Office Licensing Service and Azure Cosmos DB part 1: Migrating the production workload

This post is part 1 of a two-part series about how organizations use Azure Cosmos DB to meet real world needs, and the difference it’s making to them. In part 1, we explore the challenges that led the Microsoft Office Licensing Service team to move from Azure Table storage to Azure Cosmos DB, and how it migrated its production workload to the new service. In part 2, we examine the outcomes resulting from the team’s efforts.

The challenge: Limited throughput and other capabilities

At Microsoft, the Office Licensing Service (OLS) supports activation of the Microsoft Office client on millions of devices around the world—including Windows, Mac, tablets, and mobile. It stores information such as machine ID, product ID, activation count, expiration date, and more. OLS is accessed by the Office client more than more than 240 million times per day by users around the world, with the first call coming from the client upon license activation and then every 2-3 days thereafter as the client checks to make sure the license is still valid.

Until recently, OLS relied on Azure Table storage for its backend data store, which contained about 5 TB of data spread across 18 tables—with separate tables used for different license categories such as consumer, enterprise, and OEM pre-installation.

In early 2018, after years of continued workload growth, the OLS service began approaching the point where it would require more throughput than Table storage could deliver. If the issue wasn’t addressed, the inherent throughput limit of Table storage would begin to threaten overall service quality to the detriment of millions of users worldwide.

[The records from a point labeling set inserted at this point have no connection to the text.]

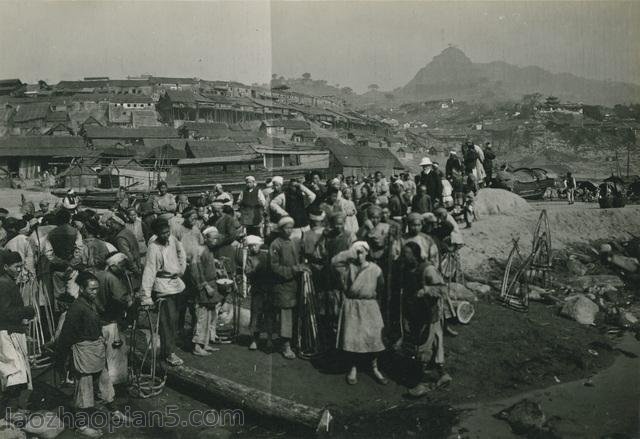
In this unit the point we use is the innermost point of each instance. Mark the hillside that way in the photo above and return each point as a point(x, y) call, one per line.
point(453, 74)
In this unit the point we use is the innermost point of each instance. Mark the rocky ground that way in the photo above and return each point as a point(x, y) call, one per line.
point(499, 358)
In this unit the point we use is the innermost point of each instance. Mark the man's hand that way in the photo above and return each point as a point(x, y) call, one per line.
point(146, 302)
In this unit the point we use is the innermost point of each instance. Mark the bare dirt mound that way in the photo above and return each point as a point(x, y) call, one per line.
point(499, 201)
point(492, 236)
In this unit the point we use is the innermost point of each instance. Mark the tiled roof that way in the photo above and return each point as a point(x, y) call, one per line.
point(364, 156)
point(289, 124)
point(31, 112)
point(42, 146)
point(96, 132)
point(216, 148)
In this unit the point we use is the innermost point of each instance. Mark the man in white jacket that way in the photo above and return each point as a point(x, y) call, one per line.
point(161, 281)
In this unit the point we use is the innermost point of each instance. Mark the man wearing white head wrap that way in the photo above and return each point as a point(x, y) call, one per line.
point(454, 170)
point(114, 297)
point(360, 322)
point(252, 204)
point(260, 279)
point(221, 196)
point(293, 202)
point(203, 272)
point(285, 264)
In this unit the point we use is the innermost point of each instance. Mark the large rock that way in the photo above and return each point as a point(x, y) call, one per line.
point(10, 431)
point(479, 288)
point(581, 309)
point(460, 292)
point(630, 265)
point(597, 280)
point(44, 424)
point(524, 417)
point(576, 267)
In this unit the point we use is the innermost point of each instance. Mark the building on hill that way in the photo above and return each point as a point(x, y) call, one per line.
point(216, 148)
point(29, 116)
point(197, 130)
point(217, 162)
point(29, 156)
point(359, 160)
point(129, 135)
point(78, 176)
point(287, 158)
point(305, 136)
point(128, 172)
point(168, 83)
point(117, 86)
point(144, 118)
point(178, 107)
point(59, 129)
point(283, 127)
point(11, 86)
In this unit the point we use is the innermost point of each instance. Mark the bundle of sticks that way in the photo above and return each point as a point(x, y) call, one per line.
point(41, 330)
point(307, 341)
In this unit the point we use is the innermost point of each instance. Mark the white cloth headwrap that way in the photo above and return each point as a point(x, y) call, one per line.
point(359, 246)
point(116, 259)
point(253, 240)
point(210, 231)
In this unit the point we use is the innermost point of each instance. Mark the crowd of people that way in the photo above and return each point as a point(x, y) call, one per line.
point(368, 249)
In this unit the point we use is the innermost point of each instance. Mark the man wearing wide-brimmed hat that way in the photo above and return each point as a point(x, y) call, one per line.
point(252, 204)
point(285, 263)
point(431, 179)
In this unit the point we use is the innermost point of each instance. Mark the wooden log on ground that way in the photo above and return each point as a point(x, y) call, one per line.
point(257, 401)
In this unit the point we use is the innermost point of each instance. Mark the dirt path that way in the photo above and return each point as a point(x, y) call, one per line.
point(608, 407)
point(491, 237)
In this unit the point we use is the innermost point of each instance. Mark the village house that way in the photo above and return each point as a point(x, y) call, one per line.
point(105, 85)
point(289, 158)
point(130, 173)
point(133, 136)
point(306, 136)
point(29, 156)
point(283, 127)
point(30, 116)
point(351, 160)
point(78, 176)
point(10, 86)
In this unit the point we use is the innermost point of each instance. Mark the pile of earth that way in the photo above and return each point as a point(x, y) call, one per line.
point(505, 217)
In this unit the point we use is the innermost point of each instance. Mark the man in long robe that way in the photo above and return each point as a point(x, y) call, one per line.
point(252, 203)
point(164, 203)
point(360, 322)
point(114, 297)
point(204, 270)
point(192, 240)
point(15, 373)
point(260, 280)
point(335, 239)
point(424, 293)
point(161, 281)
point(285, 263)
point(63, 248)
point(81, 338)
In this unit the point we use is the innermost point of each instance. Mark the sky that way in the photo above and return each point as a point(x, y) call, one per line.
point(351, 43)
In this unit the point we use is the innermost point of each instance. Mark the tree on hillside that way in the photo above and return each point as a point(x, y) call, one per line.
point(552, 101)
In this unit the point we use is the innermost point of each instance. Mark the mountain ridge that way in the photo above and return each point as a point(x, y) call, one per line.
point(451, 74)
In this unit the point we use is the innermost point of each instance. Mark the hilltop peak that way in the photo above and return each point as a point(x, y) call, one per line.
point(451, 74)
point(452, 56)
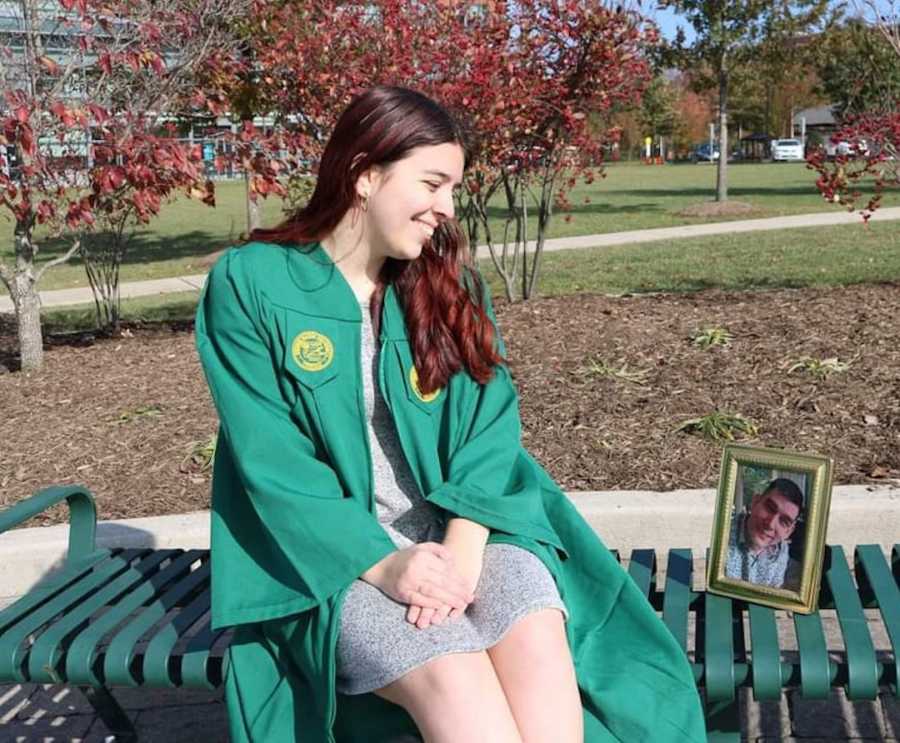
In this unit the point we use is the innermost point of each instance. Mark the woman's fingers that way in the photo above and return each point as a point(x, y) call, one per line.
point(432, 595)
point(424, 620)
point(441, 614)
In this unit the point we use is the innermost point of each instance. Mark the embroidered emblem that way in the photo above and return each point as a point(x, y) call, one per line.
point(312, 351)
point(414, 381)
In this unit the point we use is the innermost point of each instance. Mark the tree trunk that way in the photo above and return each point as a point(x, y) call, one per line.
point(27, 302)
point(722, 170)
point(253, 217)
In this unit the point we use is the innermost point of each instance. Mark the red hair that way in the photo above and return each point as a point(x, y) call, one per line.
point(441, 292)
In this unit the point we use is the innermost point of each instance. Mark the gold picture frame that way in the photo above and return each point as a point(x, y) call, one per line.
point(769, 530)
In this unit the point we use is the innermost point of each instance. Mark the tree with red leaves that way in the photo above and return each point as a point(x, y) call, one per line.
point(81, 127)
point(867, 143)
point(522, 76)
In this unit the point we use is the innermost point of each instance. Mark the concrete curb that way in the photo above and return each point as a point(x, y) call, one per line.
point(625, 520)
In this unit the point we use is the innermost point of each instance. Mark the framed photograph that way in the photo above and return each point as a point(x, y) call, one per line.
point(768, 538)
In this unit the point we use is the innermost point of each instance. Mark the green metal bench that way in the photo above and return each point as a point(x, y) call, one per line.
point(140, 617)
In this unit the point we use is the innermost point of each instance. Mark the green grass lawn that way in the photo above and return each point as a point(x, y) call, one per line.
point(817, 256)
point(631, 197)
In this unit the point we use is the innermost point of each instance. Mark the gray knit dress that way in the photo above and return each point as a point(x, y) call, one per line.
point(376, 644)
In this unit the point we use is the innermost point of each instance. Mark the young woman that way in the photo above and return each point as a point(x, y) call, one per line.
point(392, 558)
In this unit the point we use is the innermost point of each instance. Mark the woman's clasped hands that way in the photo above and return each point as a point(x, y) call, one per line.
point(428, 577)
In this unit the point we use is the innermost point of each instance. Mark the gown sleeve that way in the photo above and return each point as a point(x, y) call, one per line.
point(490, 477)
point(300, 508)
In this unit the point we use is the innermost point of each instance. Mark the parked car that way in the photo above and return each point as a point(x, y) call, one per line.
point(787, 150)
point(704, 153)
point(843, 148)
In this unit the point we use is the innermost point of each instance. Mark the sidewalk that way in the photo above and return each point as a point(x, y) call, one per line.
point(63, 297)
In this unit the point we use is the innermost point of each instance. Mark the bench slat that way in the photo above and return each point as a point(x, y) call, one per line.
point(863, 669)
point(718, 644)
point(84, 648)
point(159, 652)
point(47, 651)
point(642, 569)
point(13, 642)
point(677, 597)
point(46, 590)
point(767, 670)
point(873, 572)
point(817, 671)
point(195, 664)
point(122, 648)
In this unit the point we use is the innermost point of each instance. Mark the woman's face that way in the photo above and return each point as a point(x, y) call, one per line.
point(410, 198)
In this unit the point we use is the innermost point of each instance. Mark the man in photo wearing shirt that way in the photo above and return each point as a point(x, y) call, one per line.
point(758, 546)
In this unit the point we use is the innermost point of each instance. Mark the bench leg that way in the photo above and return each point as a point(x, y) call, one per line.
point(723, 722)
point(108, 710)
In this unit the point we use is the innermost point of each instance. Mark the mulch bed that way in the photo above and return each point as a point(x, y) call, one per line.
point(124, 415)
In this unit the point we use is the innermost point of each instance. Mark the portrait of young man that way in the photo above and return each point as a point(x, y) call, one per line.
point(759, 541)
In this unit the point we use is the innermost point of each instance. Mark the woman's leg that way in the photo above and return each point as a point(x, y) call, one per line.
point(456, 697)
point(535, 668)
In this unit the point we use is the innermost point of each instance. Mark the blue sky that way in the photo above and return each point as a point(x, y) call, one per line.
point(668, 21)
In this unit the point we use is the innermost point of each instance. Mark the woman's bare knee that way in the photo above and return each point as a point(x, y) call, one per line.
point(534, 666)
point(455, 697)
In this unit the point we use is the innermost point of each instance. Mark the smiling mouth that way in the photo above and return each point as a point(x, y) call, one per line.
point(429, 229)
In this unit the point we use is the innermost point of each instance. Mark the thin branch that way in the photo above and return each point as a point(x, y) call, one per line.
point(56, 261)
point(6, 276)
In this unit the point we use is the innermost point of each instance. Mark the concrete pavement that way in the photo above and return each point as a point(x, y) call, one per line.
point(128, 290)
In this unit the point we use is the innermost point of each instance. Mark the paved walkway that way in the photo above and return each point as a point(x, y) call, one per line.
point(63, 297)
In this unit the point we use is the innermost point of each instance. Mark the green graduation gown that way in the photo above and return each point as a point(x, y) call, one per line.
point(278, 334)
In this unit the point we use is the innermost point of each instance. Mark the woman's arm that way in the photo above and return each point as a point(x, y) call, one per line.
point(465, 540)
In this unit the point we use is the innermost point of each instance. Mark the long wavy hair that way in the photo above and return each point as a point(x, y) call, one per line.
point(440, 291)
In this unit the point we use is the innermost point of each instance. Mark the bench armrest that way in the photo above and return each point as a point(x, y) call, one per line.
point(82, 516)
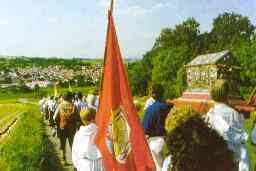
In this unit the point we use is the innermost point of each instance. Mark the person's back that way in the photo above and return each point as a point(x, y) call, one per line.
point(228, 123)
point(67, 114)
point(153, 121)
point(67, 123)
point(85, 155)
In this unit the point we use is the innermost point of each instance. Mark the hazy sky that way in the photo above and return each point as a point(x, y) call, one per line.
point(67, 28)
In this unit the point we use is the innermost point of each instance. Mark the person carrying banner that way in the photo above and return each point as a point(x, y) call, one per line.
point(85, 155)
point(68, 119)
point(119, 137)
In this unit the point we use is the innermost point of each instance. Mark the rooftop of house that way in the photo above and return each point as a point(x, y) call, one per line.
point(207, 59)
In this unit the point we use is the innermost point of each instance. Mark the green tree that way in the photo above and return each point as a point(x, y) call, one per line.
point(229, 30)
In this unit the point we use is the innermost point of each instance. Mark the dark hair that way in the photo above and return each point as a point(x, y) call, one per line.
point(79, 95)
point(194, 146)
point(220, 90)
point(157, 91)
point(69, 96)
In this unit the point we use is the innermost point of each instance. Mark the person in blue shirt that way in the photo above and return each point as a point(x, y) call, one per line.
point(155, 114)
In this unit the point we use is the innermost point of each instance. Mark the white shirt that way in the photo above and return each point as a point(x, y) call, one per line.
point(254, 134)
point(156, 145)
point(149, 102)
point(229, 124)
point(167, 163)
point(91, 101)
point(85, 155)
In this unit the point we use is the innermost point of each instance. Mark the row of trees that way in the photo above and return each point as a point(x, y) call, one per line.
point(175, 47)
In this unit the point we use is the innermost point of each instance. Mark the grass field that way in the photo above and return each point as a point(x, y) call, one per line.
point(26, 146)
point(250, 147)
point(8, 113)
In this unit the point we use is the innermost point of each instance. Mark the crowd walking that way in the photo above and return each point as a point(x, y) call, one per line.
point(72, 119)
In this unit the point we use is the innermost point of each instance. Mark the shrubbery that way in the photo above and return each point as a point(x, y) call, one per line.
point(194, 146)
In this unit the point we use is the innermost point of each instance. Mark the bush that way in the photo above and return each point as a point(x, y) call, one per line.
point(178, 116)
point(27, 145)
point(194, 146)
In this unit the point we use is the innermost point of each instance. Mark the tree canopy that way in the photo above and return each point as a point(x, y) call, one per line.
point(175, 47)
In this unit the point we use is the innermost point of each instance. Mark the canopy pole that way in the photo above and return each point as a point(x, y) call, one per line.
point(112, 5)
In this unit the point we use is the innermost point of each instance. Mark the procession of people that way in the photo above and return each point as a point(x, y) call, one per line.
point(72, 117)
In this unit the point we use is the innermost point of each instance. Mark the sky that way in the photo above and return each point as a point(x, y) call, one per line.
point(77, 28)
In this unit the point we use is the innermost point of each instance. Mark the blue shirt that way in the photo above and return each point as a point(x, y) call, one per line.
point(154, 117)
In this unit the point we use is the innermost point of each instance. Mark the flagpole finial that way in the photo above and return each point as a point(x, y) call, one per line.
point(112, 5)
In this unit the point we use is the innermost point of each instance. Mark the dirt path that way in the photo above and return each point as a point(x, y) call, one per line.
point(7, 129)
point(56, 144)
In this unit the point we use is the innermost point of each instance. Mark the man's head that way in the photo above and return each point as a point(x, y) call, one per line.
point(87, 115)
point(156, 91)
point(79, 95)
point(68, 97)
point(220, 90)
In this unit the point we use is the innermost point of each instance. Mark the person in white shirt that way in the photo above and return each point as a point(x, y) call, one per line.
point(254, 134)
point(229, 124)
point(79, 103)
point(85, 155)
point(156, 145)
point(91, 101)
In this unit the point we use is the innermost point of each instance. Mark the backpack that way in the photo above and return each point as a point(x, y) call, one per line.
point(67, 115)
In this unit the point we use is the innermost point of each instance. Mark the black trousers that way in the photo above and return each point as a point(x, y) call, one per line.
point(66, 133)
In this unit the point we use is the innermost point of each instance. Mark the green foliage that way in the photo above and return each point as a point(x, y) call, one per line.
point(26, 145)
point(248, 125)
point(138, 77)
point(178, 116)
point(177, 46)
point(195, 146)
point(219, 90)
point(230, 30)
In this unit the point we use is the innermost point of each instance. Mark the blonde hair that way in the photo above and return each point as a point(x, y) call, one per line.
point(87, 115)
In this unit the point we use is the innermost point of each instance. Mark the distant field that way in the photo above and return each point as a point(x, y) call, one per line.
point(9, 112)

Danny Cheng, a software engineer at Microsoft, who leads the OLS development team explains:

“Each Table storage account has a fixed maximum throughput and doesn’t scale past that. By 2018, OLS was running low on available storage throughput, and, given that we were already maintaining each table in its own Table storage account, there was no way for us to get more throughput to serve more requests from our customers. We were being throttled during peak usage hours for the OLS service, so we had to find a more scalable storage backend soon.

In looking for a long-term solution to its storage needs, the OLS team wanted more than just additional throughput. We wanted the ability to deploy OLS in different regions around the world, as a means of minimizing latency by putting copies of the service closer to where our users are. But with Table storage, geo-replication capabilities are fairly limited.”

The OLS team also wanted better disaster recovery. With Table storage, they were storing all data in multiple regions within the United States. All reads and writes went to the primary region, and there were no SLAs in place for replication to the two backup regions, which could take up to 60 minutes. If the primary region became unavailable, human intervention would be required and data loss would be likely.

“If a region were to go down, it would be a real panic situation—with 30 to 60 minutes of downtime and a similar window for data loss,” says Cheng.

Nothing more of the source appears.